Saturday, December 15, 2012

Five Components of a Good Credit Score

Five Components of a Good Credit Score

Your credit score is a three-digit number that represents your creditworthiness to lenders. When you apply for new credit, lenders determine whether or not to loan you money and at what rate based on your credit score. The higher your score, the more likely you are to be approved for new credit and the better your interest rate will be. If you credit needs improvement, learn what five components make up a good credit score.

Payment History

    Your payment history makes up the largest part of your credit score. According to myFICO.com, 35 percent of your credit score is based on whether or not you pay your bills on time. Late or missed payments on a single account can cause your credit score to drop significantly. Multiple delinquencies, collection accounts or judgments can be even more devastating. Paying your bills on time each month helps you to establish a solid payment history, which can boost your score over time.

Total Debt

    The second component of a good credit score involves your debt-to-credit ratio. Thirty percent of your credit score consists of how much debt you owe versus your total amount of credit. If you have a total credit line of $25,000 and total debt over $24,000, you have a high debt-to-credit ratio, which works negatively against your score. Paying down outstanding debt can increase your ratio and improve your credit score.

Account History

    The age of your accounts also factors into determining your credit score. The length of time your accounts have been open accounts for 15 percent of your credit score. While you may be tempted to close old accounts as you pay down debt, this can actually hurt your credit score.
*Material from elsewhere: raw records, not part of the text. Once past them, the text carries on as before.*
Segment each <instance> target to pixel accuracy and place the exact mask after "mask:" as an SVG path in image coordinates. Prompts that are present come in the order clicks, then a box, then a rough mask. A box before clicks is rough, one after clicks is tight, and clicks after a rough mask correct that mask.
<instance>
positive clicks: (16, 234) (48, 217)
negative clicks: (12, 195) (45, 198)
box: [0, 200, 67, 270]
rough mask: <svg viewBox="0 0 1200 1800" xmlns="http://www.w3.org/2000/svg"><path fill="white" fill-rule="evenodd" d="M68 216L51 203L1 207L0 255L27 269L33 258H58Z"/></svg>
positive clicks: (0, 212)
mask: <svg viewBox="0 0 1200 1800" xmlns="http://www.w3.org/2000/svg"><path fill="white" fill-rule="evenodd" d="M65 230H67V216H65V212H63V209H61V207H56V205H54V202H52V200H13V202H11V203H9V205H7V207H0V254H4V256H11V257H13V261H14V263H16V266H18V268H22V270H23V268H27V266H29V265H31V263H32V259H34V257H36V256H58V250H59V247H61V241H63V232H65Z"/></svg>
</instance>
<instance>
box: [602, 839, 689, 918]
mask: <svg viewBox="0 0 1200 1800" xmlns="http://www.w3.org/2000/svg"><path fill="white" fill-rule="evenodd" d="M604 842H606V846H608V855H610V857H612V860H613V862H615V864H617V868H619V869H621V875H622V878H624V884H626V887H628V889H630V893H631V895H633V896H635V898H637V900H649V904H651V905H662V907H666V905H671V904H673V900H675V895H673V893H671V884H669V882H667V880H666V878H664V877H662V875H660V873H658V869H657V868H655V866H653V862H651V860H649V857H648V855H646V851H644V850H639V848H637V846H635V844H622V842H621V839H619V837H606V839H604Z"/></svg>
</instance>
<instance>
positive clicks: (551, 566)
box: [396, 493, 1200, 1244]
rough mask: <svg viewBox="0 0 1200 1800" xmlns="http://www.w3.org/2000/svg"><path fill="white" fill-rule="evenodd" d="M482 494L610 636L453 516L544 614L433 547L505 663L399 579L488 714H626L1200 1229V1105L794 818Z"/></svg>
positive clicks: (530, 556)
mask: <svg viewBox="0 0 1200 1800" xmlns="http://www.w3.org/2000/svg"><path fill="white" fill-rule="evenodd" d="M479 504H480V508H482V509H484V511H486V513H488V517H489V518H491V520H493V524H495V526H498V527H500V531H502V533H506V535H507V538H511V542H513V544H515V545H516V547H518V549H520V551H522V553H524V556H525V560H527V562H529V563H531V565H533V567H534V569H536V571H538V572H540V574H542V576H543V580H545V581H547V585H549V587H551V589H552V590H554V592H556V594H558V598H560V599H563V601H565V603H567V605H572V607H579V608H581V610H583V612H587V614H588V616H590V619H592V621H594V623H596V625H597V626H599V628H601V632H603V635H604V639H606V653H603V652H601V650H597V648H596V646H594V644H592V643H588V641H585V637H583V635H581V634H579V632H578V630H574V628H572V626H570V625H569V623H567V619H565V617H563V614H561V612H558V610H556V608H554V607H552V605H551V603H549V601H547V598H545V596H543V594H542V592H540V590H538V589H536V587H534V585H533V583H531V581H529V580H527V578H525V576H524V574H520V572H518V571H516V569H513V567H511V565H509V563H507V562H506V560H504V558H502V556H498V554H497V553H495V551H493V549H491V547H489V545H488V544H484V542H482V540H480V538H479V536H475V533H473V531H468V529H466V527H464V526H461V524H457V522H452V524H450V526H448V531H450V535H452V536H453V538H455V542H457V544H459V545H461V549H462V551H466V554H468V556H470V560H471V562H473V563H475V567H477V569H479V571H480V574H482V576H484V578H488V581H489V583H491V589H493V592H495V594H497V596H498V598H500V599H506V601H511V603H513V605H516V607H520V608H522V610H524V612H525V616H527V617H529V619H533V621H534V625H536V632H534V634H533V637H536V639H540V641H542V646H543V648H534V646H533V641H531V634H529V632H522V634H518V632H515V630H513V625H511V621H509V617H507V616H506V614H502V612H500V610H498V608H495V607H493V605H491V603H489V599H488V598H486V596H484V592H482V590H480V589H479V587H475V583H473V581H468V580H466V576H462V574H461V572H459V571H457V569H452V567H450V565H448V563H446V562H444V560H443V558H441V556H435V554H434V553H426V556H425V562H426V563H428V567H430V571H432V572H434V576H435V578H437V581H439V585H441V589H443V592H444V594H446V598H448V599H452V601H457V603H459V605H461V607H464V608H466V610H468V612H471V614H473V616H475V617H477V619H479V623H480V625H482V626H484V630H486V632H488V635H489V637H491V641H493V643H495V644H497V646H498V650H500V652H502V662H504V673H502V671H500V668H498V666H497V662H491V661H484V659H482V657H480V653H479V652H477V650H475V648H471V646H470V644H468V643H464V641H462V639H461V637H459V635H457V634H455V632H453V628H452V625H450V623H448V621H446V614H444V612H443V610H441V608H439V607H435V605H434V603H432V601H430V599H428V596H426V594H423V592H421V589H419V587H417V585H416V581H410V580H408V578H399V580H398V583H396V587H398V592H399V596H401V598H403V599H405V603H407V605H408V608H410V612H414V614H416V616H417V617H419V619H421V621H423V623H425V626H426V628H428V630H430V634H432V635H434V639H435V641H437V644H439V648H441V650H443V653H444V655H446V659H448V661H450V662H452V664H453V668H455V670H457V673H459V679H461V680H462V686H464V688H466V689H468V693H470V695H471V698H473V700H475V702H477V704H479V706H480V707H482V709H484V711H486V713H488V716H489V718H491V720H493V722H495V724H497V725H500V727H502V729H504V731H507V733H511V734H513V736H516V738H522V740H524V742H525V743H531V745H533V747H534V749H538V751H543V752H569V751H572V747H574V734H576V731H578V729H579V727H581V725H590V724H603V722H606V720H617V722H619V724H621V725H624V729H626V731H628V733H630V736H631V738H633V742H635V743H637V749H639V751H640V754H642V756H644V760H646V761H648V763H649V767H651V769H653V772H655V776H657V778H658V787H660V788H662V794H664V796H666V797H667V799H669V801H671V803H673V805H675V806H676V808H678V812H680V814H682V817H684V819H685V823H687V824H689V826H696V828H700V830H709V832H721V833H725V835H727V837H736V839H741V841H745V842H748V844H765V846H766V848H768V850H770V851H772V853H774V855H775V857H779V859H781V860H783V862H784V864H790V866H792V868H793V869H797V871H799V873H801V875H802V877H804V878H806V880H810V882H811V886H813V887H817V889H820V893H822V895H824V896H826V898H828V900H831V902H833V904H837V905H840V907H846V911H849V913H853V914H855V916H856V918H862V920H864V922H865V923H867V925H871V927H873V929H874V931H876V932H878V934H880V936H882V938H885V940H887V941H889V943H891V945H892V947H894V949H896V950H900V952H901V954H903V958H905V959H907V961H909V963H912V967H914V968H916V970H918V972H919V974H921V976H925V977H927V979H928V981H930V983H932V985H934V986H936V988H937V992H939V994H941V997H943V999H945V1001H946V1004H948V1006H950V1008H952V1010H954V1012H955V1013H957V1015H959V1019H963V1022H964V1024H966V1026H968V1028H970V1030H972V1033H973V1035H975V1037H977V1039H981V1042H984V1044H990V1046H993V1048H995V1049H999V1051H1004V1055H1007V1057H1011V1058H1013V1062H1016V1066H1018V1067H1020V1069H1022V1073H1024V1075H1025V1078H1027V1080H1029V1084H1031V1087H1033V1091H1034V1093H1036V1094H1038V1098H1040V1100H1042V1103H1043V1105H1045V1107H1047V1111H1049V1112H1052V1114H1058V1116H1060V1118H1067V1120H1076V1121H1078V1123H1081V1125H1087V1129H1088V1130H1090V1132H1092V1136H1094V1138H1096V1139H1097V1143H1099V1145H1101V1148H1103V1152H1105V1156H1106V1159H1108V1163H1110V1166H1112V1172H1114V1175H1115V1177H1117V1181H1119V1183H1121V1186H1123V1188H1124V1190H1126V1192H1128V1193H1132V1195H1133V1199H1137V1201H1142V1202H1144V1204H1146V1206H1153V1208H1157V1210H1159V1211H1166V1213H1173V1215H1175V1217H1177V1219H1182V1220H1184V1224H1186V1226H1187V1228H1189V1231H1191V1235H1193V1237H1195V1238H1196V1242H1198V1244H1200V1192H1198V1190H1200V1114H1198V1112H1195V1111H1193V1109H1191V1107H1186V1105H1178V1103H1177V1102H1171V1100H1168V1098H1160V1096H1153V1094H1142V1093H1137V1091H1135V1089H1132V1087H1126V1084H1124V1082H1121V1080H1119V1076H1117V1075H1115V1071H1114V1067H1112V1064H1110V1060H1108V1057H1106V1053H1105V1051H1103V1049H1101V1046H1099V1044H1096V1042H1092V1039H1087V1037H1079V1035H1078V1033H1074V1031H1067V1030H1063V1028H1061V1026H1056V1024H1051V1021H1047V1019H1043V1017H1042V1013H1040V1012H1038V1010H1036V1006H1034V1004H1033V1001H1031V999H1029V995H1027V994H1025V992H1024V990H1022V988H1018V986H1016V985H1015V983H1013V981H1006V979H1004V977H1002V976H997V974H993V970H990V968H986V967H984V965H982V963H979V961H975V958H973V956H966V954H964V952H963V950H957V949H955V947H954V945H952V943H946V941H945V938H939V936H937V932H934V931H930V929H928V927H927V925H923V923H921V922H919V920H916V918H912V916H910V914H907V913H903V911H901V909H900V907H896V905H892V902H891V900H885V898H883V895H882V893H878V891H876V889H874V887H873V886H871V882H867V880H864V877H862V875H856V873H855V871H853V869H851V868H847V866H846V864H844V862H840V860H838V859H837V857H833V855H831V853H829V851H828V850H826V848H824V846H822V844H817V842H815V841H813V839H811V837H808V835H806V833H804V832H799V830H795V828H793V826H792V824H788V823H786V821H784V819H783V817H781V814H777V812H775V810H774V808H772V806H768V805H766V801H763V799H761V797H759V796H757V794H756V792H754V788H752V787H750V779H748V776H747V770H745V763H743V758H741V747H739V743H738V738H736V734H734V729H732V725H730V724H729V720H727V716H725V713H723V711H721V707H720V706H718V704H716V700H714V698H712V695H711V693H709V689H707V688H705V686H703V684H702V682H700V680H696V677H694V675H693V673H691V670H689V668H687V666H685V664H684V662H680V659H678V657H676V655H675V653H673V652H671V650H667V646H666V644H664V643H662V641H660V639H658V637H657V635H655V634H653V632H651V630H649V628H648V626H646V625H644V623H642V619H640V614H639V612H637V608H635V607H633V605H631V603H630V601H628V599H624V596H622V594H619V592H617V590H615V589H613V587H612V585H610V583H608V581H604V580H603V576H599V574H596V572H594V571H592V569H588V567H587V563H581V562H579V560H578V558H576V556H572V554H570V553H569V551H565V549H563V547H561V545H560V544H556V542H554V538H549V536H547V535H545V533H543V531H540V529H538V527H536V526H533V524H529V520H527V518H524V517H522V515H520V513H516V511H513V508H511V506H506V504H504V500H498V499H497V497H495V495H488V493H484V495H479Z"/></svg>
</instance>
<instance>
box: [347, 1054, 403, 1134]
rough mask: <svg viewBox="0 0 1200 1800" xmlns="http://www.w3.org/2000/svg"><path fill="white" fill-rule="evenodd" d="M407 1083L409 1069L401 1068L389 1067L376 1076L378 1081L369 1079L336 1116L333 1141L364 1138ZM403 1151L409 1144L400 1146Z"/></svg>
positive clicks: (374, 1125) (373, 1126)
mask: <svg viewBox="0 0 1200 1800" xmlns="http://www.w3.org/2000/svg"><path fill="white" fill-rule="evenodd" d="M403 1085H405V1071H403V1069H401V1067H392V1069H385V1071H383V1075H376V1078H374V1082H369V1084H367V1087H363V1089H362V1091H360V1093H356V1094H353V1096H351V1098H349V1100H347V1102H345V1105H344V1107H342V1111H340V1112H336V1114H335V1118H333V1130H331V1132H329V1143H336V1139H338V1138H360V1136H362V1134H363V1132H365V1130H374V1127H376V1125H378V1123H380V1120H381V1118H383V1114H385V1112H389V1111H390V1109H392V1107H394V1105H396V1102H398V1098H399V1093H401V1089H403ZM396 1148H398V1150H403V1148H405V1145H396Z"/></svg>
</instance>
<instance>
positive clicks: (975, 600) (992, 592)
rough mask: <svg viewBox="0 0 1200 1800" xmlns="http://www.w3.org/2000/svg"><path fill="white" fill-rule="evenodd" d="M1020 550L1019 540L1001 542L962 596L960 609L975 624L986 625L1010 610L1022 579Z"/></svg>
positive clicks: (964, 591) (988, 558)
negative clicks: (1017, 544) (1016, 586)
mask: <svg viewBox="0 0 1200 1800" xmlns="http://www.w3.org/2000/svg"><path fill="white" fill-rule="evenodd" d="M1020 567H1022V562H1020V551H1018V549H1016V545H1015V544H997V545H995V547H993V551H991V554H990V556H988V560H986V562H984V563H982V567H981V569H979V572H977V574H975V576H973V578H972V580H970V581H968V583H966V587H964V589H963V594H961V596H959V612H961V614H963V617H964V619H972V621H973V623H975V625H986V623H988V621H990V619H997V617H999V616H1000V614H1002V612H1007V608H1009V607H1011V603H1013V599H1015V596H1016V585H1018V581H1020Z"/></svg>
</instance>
If you're trying to improve your credit score, keep older accounts open and use them periodically to maintain activity.

Inquiries

    Any time you apply for new credit, it is recorded on your credit history. Ten percent of your score is based on the number of new inquiries for credit. If you're trying to rebuild your credit, you may be tempted to open multiple new accounts. This can actually have the reverse impact on your score because it can make you look desperate to lenders.

Account Type

    The type of credit you use accounts for 10 percent of your credit score. For example, you may have revolving credit accounts, charge accounts, installment loans, mortgage loans or vehicle loans. Having a diverse blend of accounts demonstrates to lenders that you are responsible enough to handle different types of credit.